OPEC is planning a significant cut in its oil production quotas when it meets in Algeria tomorrow in an effort to pull crude oil prices up from current levels of below $50 per barrel.
The oil cartel, producer of about 40% of the world's oil, may make its biggest cut in a decade by lowering output by at least 2 million barrels per day (bpd). Wedesday's meeting will be the cartel's fourth in four months.
OPEC president Chakib Khelil said on December 11 that ministers had agreed that a ''severe'' cut is needed at the meeting tomorrow.
OPEC powerhouse Saudi Arabia has remarked that oil prices at $75 per barrel would be considered reasonable.

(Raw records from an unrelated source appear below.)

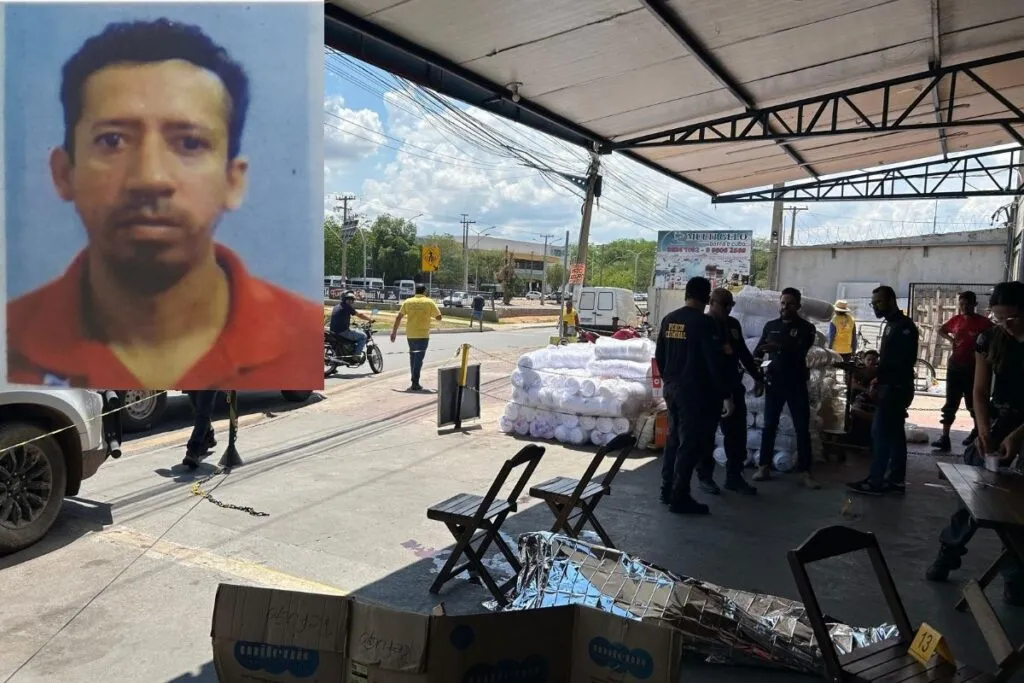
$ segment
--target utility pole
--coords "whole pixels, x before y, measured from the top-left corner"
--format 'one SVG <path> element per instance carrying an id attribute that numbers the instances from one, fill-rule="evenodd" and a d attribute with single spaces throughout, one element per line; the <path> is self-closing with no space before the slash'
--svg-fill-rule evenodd
<path id="1" fill-rule="evenodd" d="M 776 183 L 775 190 L 781 190 L 782 183 Z M 768 289 L 777 290 L 779 286 L 779 257 L 782 251 L 782 200 L 772 203 L 772 231 L 768 239 Z"/>
<path id="2" fill-rule="evenodd" d="M 789 246 L 796 244 L 796 215 L 801 211 L 807 211 L 806 206 L 787 206 L 785 211 L 789 211 Z"/>
<path id="3" fill-rule="evenodd" d="M 348 223 L 348 203 L 354 201 L 355 197 L 349 195 L 335 195 L 334 196 L 334 210 L 337 212 L 338 208 L 341 208 L 341 225 L 342 225 L 342 237 L 341 237 L 341 279 L 348 279 L 348 240 L 344 238 L 345 224 Z"/>
<path id="4" fill-rule="evenodd" d="M 595 149 L 590 153 L 590 168 L 587 169 L 587 195 L 583 200 L 583 219 L 580 221 L 580 246 L 576 253 L 576 263 L 586 264 L 587 243 L 590 241 L 590 217 L 594 211 L 594 199 L 601 196 L 601 156 Z M 586 281 L 586 275 L 584 275 Z M 573 286 L 575 289 L 575 286 Z"/>
<path id="5" fill-rule="evenodd" d="M 469 214 L 462 214 L 462 291 L 469 291 L 469 226 L 476 221 L 469 220 Z"/>
<path id="6" fill-rule="evenodd" d="M 544 238 L 544 260 L 541 261 L 540 266 L 540 305 L 544 305 L 544 286 L 547 283 L 548 277 L 548 240 L 554 239 L 554 235 L 537 235 L 538 237 Z"/>
<path id="7" fill-rule="evenodd" d="M 562 298 L 565 298 L 565 283 L 569 281 L 569 231 L 565 231 L 565 253 L 562 254 Z"/>

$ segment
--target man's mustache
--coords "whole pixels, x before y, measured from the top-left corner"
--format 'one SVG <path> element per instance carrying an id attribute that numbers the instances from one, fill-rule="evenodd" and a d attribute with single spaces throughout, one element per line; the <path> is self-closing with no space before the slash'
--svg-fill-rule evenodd
<path id="1" fill-rule="evenodd" d="M 162 202 L 161 202 L 162 204 Z M 138 225 L 169 225 L 181 227 L 187 220 L 173 206 L 157 206 L 153 202 L 135 202 L 116 209 L 111 216 L 112 222 L 118 226 Z"/>

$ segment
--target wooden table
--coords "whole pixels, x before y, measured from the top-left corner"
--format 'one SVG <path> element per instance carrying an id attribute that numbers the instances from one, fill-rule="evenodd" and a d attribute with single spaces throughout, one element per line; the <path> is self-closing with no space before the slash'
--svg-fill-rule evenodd
<path id="1" fill-rule="evenodd" d="M 939 463 L 939 471 L 978 527 L 995 531 L 1003 542 L 999 558 L 981 578 L 969 581 L 964 587 L 957 609 L 970 608 L 999 667 L 995 680 L 1004 681 L 1024 664 L 1024 645 L 1014 648 L 1010 643 L 984 589 L 1009 557 L 1016 557 L 1024 565 L 1024 475 L 953 463 Z"/>

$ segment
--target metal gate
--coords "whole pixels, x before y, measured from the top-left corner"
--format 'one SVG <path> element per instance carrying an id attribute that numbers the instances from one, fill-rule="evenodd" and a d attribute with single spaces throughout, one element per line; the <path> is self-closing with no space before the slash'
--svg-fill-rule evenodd
<path id="1" fill-rule="evenodd" d="M 935 368 L 945 378 L 946 365 L 952 351 L 949 342 L 939 337 L 939 328 L 957 314 L 960 292 L 978 295 L 978 313 L 988 315 L 988 296 L 994 283 L 911 282 L 907 315 L 917 324 L 921 334 L 918 358 Z"/>

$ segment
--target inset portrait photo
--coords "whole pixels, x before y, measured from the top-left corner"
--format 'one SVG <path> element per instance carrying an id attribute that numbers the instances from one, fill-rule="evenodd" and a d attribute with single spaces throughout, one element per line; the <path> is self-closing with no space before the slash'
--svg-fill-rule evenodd
<path id="1" fill-rule="evenodd" d="M 7 4 L 7 381 L 323 387 L 323 7 Z"/>

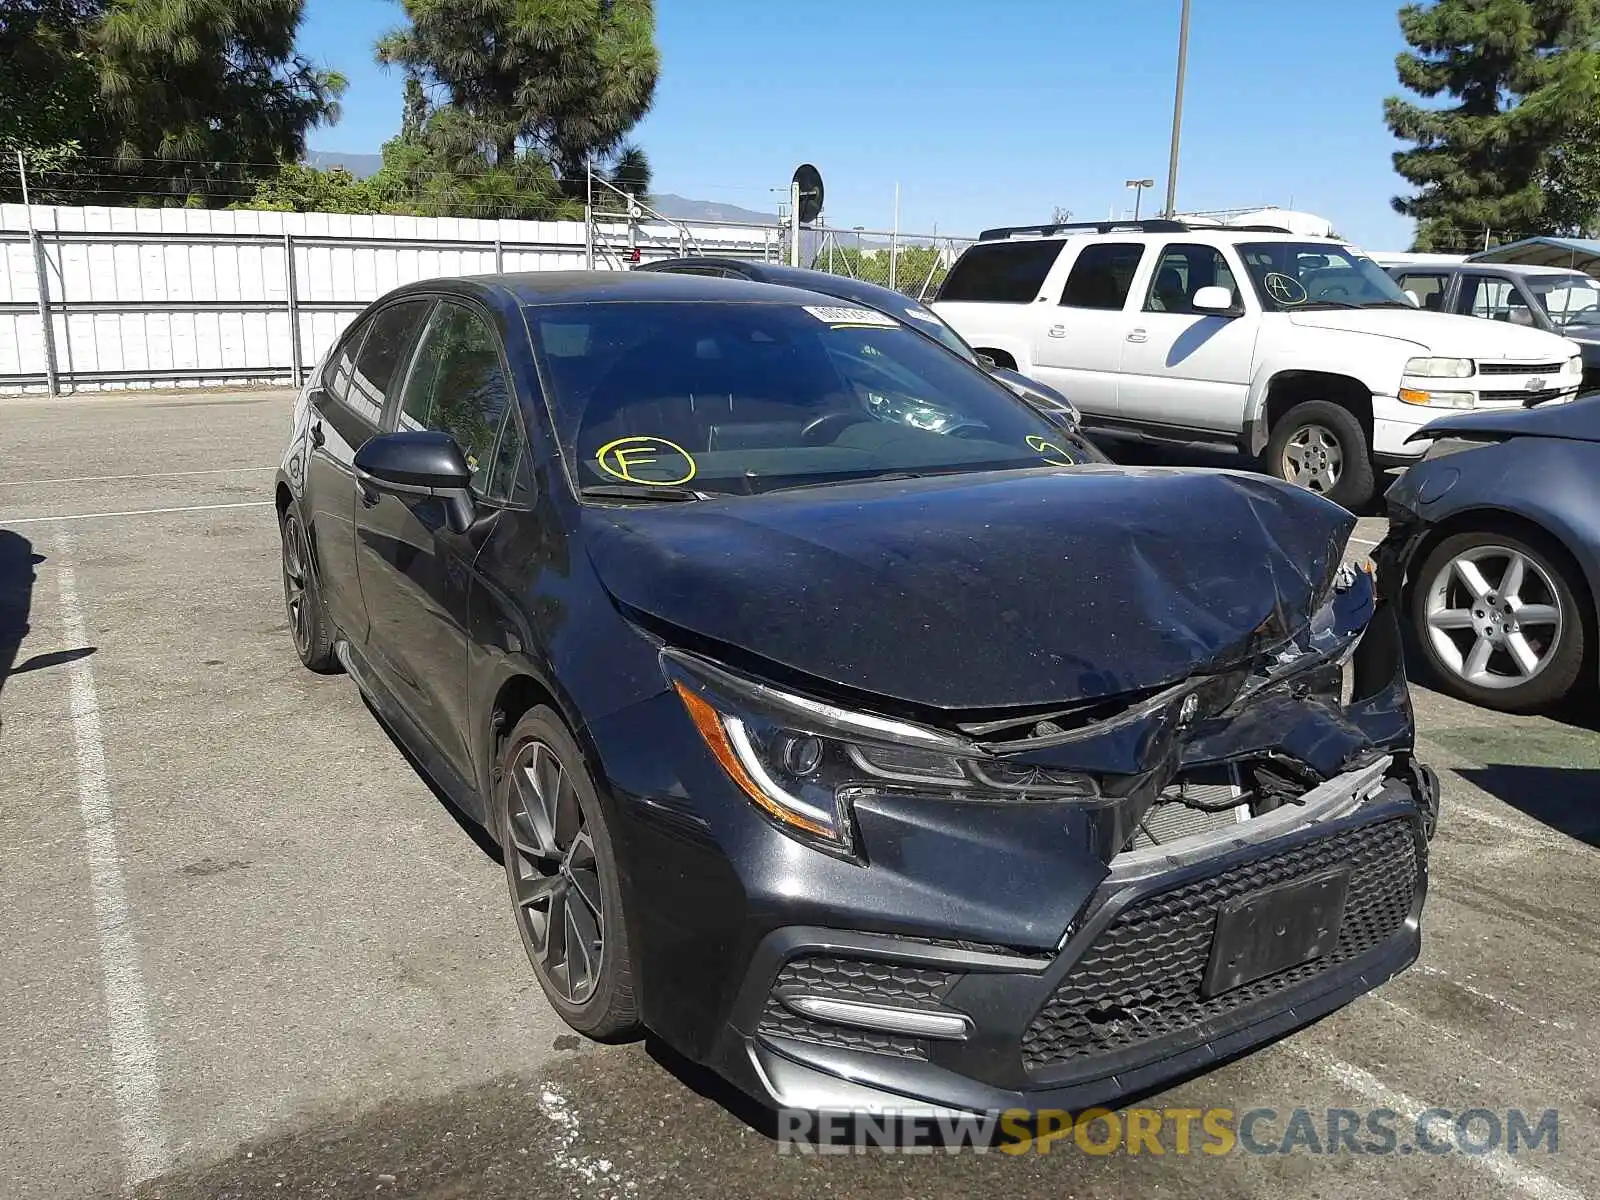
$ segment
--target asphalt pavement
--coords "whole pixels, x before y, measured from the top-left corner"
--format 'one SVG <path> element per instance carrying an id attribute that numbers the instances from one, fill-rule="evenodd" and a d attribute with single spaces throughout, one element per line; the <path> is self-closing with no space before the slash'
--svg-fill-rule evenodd
<path id="1" fill-rule="evenodd" d="M 1600 1196 L 1592 714 L 1418 689 L 1444 784 L 1422 959 L 1140 1101 L 1267 1114 L 1228 1152 L 1170 1126 L 1161 1154 L 786 1152 L 664 1048 L 572 1035 L 482 840 L 348 679 L 300 668 L 290 404 L 0 400 L 0 1197 Z M 1392 1151 L 1330 1110 L 1392 1112 Z M 1511 1152 L 1512 1110 L 1555 1144 Z"/>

Attaining the $75-per barrel price target, however, could be difficult due to weak US oil demand as the global economy slows, according to market analysts.
''There is a real danger of oil going down to $30 a barrel unless OPEC acts boldly and decisively,'' an analyst was quoted saying.
Light sweet crude for January delivery in New York fell $1.77 to close at $44.51 per barrel on Monday night. Prices have plunged from a record of $147.27 in July.
The cartel agreed in October to reduce production by 1.5 million bpd, starting November 1.
Meanwhile, Goldman Sachs Group Inc. yesterday predicted oil prices to average $45 per barrel in 2009.
The investment bank forecast oil prices will average $35 per barrel during the first half of 2009 before rebounding to $50-60 per barrel in the second half of the year.